Emma_AkpanItoro

Posted on Feb 19

RFC: AI agent for validating MRs against acceptance criteria - does this solve your problem?

#discuss #ai #automation #agents

Request for Comments: Meridian

I'm building an AI-powered code review agent for the GitLab AI Hackathon and would love feedback from practicing engineers.

The Hypothesis

Problem 1: MRs get merged without fully implementing acceptance criteria, causing requirement drift and rework.

Problem 2: Developers change code without understanding historical design constraints, causing regressions.

Cost: Estimated 20-30% of merged code needs follow-up work (based on anecdotal observation).

The Proposed Solution

An autonomous agent that:

Acceptance Criteria Validation

Issue #123:
  criteria:
    - Export to CSV ✓
    - Export to JSON ✗
    - Include all fields ✗

MR Analysis:
  implemented: 1/3 criteria
  action: Block merge
  recommendation: Complete remaining criteria or update issue scope

Historical Context Surfacing

File: auth_flow.py
Lines changed: 45-67

Historical Context:
  original_mr: #89 (8 months ago)
  design_decision: "SSO requires token refresh every 30s"
  edge_case: "Enterprise customers need persistent sessions"
  warning: "Your changes remove refresh logic. SSO may break."

Technical Approach

LLM: Anthropic Claude 3.5 Sonnet (semantic understanding)
Platform: GitLab Duo Agent Platform
Architecture: Event-driven (webhooks → async analysis → automated comments)
Stack: Python, FastAPI, PostgreSQL, Redis

Questions for You

1. Problem Validation

Does this problem exist in your team?

[ ] Yes, constantly
[ ] Yes, occasionally
[ ] Rarely
[ ] No, not a problem

2. Solution Validation

Would automated blocking help or create friction?

Scenarios:

MR implements 3/5 criteria → Agent blocks merge
Dev changes old code → Agent warns about design constraint
Both scenarios happen

Your reaction:

[ ] This would save us hours
[ ] This would be annoying
[ ] Depends on accuracy

3. Workflow Fit

Do you document acceptance criteria in a parseable format?

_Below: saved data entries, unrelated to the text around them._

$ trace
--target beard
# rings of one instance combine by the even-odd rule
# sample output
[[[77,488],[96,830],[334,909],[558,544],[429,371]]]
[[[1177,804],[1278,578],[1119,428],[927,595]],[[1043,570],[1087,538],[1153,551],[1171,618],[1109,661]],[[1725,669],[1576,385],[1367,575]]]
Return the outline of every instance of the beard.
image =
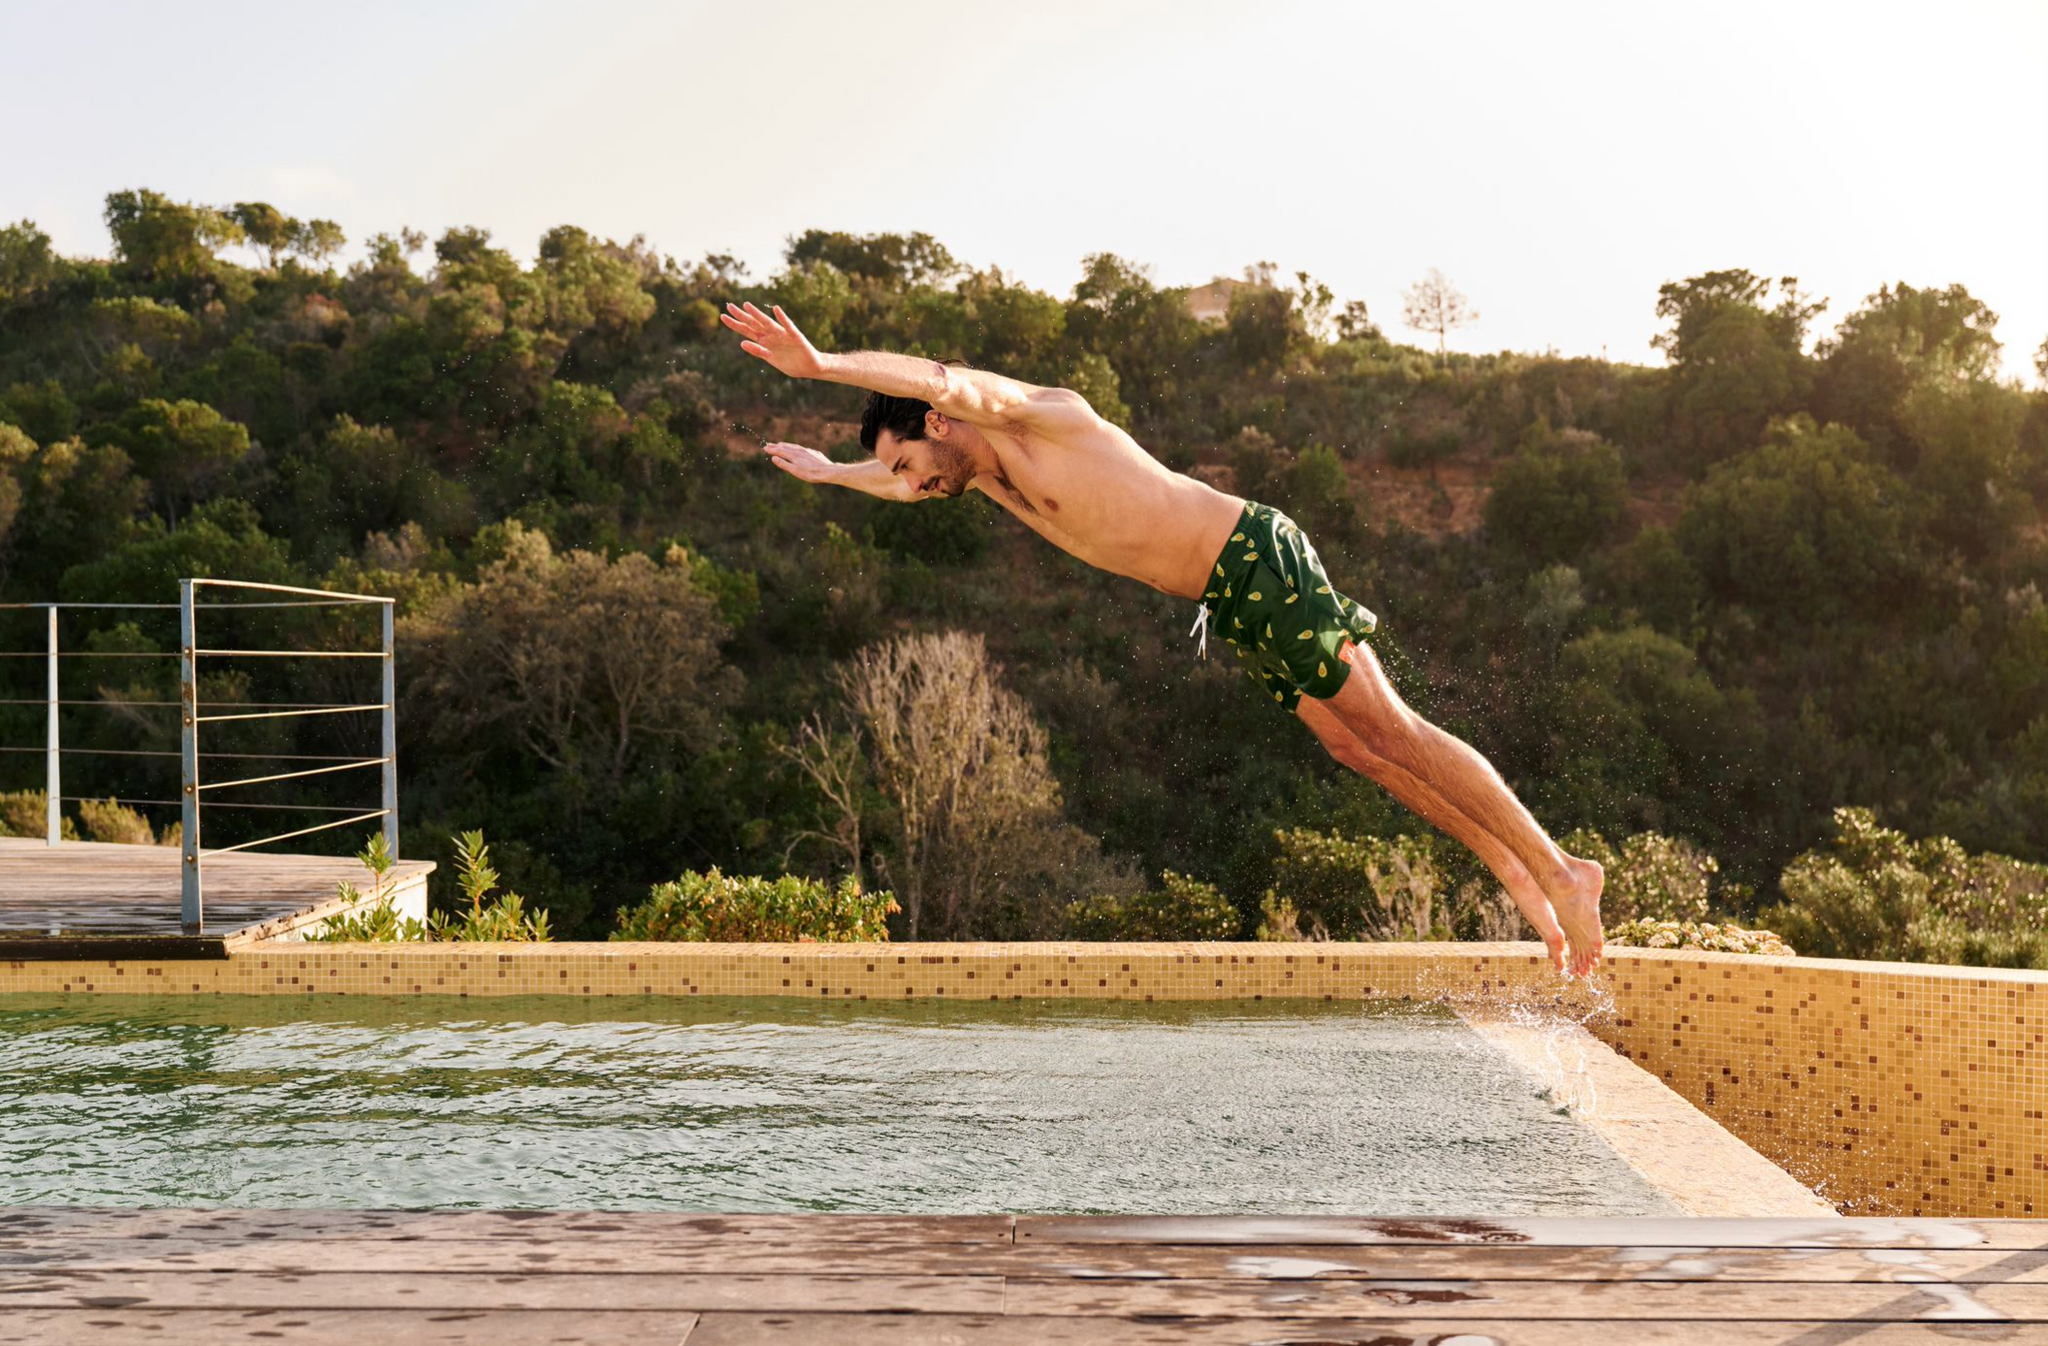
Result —
[[[942,439],[935,439],[930,443],[932,465],[936,469],[932,475],[938,478],[938,485],[932,489],[946,496],[964,493],[967,490],[967,483],[974,477],[973,460],[968,458],[965,450]]]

[ ] Yes (checkboxes, bullet points in issues)
[ ] Partially (sometimes)
[ ] No (verbal/Slack/tribal knowledge)

4. Alternative Solutions

What have you tried?

PR templates with checklists?
Manual gating process?
Code ownership + tribal knowledge?
Nothing?

5. False Positive Tolerance

How accurate would this need to be?

50% accurate → Would you use it?
70% accurate → Would you use it?
90% accurate → Would you use it?
100% accurate or nothing?

Why This Matters

Building for GitLab AI Hackathon (45-day timeline). Targeting $10K prize, but more importantly:

Learning distributed systems
Leveling up engineering practices
Building something people actually want

I'd rather pivot now than build something useless.

How to Give Feedback

Comment below with:

Your role (engineer/lead/manager)
Team size
Answers to questions above
Any other thoughts

Thanks for your time! 🙏

Top comments (2)

nivcmo • Feb 19

This is a really interesting approach to the "acceptance criteria drift" problem. I've seen this exact issue in multiple teams — the PR looks good, tests pass, code is clean, but it only implements 60% of what was actually requested.

A few thoughts from the trenches:

1. The blocking approach needs nuance
I'd suggest a "confidence score" rather than a binary block. 90%+ confidence = block; 70-89% = warning with required acknowledgment; below 70% = just a comment. This gives teams a dial to tune based on their false positive tolerance.

2. Historical context is the real killer feature
The acceptance criteria validation is useful, but the historical design constraint surfacing is where the 10x value lives. "You just broke the enterprise SSO flow that was carefully architected 8 months ago" — that's the kind of thing that saves days of debugging and customer escalations.

3. Consider the "why" not just the "what"
If you can capture the rationale behind design decisions (not just the decisions themselves), you'd have something truly powerful. "Don't just tell me we need token refresh every 30s — tell me why (enterprise security policy #47) so I know if my workaround is acceptable."

Team context: Former tech lead, 12-person team, GitLab self-hosted. We absolutely have this problem — probably 15-20% of merged MRs need follow-up work for missed edge cases.

Would definitely try this at 70%+ accuracy. Great RFC, good luck with the hackathon!